Building models

Now that you had a glimpse on how CNNs work… …it’s time to dive into how you can create your own model or adapt an existing one to your task. We’ll assume you’ve already collected a decent amount of image data.

How to train your dragon model

1. Definition of classes

The first major step is thinking about what you want your model to actually detect and/or classify — and yes, this is where things can already get tricky. Some models can do both steps — detect where something is and classify what it is — all in one go (e.g. YOLO). However, if your goal is to save storage space by cropping out insects from full-frame images, a misdetection might mean you lose important data entirely.

Alternatively, you could do a two-step approach:

Step 1: Use a 1 class detection model to locate insects in an image (e.g., draw bounding boxes around them).

Step 2: Use a classification model to analyze the cropped region and decide what kind of insect it is — either on-device (edge processing) or later on your PC after collecting the data.

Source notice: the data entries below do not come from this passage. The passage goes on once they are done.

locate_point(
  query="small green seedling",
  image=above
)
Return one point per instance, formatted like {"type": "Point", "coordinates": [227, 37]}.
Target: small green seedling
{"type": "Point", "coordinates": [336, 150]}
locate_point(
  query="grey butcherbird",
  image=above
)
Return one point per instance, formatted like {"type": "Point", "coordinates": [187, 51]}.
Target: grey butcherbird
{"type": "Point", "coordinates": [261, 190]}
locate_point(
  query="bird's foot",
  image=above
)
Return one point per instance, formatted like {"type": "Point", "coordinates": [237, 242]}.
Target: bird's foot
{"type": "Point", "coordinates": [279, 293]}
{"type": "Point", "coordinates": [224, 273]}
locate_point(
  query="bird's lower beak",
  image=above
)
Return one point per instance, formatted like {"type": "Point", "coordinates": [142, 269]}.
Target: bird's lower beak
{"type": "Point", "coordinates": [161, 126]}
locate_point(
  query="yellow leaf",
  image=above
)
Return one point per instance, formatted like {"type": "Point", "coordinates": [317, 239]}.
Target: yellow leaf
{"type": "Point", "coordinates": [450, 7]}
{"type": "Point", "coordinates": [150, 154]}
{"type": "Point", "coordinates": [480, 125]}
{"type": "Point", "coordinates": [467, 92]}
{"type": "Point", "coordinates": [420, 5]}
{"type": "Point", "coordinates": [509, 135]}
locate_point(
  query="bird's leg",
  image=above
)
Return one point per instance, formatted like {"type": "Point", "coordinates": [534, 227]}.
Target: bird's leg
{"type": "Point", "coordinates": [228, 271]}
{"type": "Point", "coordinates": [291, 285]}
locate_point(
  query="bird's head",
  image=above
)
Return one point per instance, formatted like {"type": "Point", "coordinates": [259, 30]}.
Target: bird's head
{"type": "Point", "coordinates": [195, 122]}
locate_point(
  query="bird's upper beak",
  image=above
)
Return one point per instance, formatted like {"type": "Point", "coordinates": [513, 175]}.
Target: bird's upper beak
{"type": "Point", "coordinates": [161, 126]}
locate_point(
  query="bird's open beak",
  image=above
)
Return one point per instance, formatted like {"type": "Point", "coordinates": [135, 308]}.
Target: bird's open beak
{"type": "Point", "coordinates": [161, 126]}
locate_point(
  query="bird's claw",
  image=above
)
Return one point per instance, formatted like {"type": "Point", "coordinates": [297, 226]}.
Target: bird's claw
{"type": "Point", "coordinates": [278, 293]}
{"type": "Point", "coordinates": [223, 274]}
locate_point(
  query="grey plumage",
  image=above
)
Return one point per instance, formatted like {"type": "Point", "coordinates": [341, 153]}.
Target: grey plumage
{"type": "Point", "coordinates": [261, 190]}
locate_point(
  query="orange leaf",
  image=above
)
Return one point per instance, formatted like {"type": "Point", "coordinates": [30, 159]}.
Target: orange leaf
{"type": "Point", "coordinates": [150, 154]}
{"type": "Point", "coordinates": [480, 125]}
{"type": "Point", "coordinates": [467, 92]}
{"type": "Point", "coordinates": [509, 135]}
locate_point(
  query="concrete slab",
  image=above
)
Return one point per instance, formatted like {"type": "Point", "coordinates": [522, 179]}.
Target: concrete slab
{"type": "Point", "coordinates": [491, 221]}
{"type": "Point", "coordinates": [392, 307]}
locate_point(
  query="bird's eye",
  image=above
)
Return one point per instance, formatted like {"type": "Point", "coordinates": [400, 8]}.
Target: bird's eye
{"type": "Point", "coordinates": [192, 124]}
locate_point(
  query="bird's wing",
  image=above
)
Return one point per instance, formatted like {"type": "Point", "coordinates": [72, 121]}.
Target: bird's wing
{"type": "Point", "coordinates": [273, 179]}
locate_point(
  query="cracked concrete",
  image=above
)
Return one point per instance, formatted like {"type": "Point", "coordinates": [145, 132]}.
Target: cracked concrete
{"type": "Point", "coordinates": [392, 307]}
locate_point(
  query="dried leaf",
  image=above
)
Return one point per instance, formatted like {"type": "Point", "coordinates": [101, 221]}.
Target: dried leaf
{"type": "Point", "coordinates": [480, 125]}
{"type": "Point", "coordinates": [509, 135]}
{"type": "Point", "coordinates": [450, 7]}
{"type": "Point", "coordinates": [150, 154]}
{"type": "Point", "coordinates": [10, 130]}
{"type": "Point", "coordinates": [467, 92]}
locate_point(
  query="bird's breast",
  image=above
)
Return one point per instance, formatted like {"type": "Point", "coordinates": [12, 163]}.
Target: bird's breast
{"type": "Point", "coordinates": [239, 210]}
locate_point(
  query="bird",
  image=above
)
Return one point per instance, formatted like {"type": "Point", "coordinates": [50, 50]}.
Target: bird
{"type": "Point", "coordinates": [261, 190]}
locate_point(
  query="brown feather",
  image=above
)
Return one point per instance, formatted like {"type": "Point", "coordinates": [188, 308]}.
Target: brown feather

In any way, you’ll need to define clear classes for your classification model.

What are classes?

A class is a category your model learns to recognize. In your case, this could be:

Different insect species (e.g., Apis mellifera, Vespula germanica)
Morphotypes
Broader taxonomical groups (e.g., beetles, flies, bees)
Behavioral states (e.g., flying, feeding, mating) — if you go fancy

The key is to make the classes meaningful, distinguishable, and consistently labeled. Also, keep in mind that the more classes you have, the more examples of each you’ll need to train a good model.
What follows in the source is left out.